Closed guldenolgun closed 4 years ago
Hi @guldenolgun
Thanks for submitting your package. We are taking a quick look at it and you will hear back from us soon.
The DESCRIPTION file for this package is:
Package: NoRCE
Type: Package
Title: NoRCE: Noncoding RNA Sets Cis Annotation and Enrichment
Version: 0.1.0
Authors@R: c(person("Gulden", "Olgun", email = "gulden@cs.bilkent.edu.tr", role = c("aut", "cre")))

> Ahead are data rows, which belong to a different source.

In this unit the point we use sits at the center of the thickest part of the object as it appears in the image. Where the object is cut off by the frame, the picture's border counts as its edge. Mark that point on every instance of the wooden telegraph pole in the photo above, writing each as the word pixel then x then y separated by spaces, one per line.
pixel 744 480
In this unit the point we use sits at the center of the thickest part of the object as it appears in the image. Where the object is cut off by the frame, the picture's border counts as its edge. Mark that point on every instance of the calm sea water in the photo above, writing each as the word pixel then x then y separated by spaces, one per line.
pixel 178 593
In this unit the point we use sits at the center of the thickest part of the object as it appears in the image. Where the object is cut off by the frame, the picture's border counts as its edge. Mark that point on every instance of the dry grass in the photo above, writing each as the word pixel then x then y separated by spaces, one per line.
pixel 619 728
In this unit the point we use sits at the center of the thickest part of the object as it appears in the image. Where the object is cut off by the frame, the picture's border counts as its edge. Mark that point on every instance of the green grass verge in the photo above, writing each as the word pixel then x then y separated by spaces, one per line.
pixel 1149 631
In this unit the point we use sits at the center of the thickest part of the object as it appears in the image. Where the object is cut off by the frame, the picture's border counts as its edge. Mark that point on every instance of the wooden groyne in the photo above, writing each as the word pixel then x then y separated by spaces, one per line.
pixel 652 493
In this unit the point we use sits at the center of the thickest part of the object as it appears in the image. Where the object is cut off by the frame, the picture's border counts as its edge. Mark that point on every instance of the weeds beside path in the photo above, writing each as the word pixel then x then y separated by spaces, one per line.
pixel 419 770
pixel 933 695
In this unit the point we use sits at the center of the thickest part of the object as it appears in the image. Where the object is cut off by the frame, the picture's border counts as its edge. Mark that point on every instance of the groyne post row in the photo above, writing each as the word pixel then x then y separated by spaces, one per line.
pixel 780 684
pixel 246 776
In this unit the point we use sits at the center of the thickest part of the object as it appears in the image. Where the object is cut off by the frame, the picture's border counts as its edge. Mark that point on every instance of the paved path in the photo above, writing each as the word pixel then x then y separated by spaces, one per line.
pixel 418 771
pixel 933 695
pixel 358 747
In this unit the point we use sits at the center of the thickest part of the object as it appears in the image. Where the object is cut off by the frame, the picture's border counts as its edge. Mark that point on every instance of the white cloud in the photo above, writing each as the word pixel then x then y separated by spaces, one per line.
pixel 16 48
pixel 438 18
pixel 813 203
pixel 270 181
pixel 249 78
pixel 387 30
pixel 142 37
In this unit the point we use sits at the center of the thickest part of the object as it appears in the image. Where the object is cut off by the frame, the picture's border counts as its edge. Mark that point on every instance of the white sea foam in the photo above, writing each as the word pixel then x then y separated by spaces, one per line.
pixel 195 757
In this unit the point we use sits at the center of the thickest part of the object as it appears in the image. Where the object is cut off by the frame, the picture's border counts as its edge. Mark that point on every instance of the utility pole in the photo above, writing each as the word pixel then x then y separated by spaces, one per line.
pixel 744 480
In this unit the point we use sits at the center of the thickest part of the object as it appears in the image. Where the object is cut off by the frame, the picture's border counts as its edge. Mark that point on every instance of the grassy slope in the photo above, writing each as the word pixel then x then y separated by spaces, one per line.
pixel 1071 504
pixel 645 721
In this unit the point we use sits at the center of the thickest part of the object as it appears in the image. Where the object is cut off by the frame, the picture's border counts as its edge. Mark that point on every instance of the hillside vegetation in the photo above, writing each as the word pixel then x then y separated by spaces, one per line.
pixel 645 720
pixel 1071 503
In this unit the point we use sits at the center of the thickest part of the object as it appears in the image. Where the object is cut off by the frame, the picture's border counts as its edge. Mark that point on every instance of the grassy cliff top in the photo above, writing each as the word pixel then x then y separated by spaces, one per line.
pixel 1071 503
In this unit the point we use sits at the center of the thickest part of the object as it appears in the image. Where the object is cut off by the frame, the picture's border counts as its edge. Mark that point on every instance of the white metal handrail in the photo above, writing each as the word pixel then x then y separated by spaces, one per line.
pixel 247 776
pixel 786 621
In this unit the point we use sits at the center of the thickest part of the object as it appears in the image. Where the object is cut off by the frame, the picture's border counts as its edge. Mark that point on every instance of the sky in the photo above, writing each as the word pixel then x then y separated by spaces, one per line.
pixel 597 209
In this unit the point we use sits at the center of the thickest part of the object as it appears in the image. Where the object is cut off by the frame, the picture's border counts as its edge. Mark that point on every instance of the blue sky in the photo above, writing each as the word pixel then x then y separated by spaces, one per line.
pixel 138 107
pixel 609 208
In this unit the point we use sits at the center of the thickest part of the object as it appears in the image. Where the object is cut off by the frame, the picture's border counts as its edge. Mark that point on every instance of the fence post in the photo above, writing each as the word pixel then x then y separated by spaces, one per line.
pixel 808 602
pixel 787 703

Maintainer: The package maintainer <gulden@cs.bilkent.edu.tr>
Description: While some regulatory non-coding RNAs (ncRNAs) have been found to play critical roles in biological processes, most remain functionally uncharacterized. This lack of functional annotations presents a challenge when an interesting set of ncRNAs set needs to be placed in a functional context. It is known that transcripts located close-by on the genome are often regulated together and this spatial proximity hints at a functional association. Based on this idea, we present an R package for Non-coding RNA sets Cis Enrichment Tool (NoRCE). NoRCE performs enrichment analysis for a given set of ncRNAs based on the set of coding genes located proximally to the input ncRNAs based on other biological evidence such as the topologically associating domain (TAD) regions, co-expression, miRNA target information. NoRCE repository includes several data files, such as cell line specific TAD regions, TCGA expression data and users can provide custom data files. Results can be obtained in a tabular format or viewed as in graphs. NoRCE is currently available for several species: human, mouse, rat, zebrafish, fruit fly, worm and yeast.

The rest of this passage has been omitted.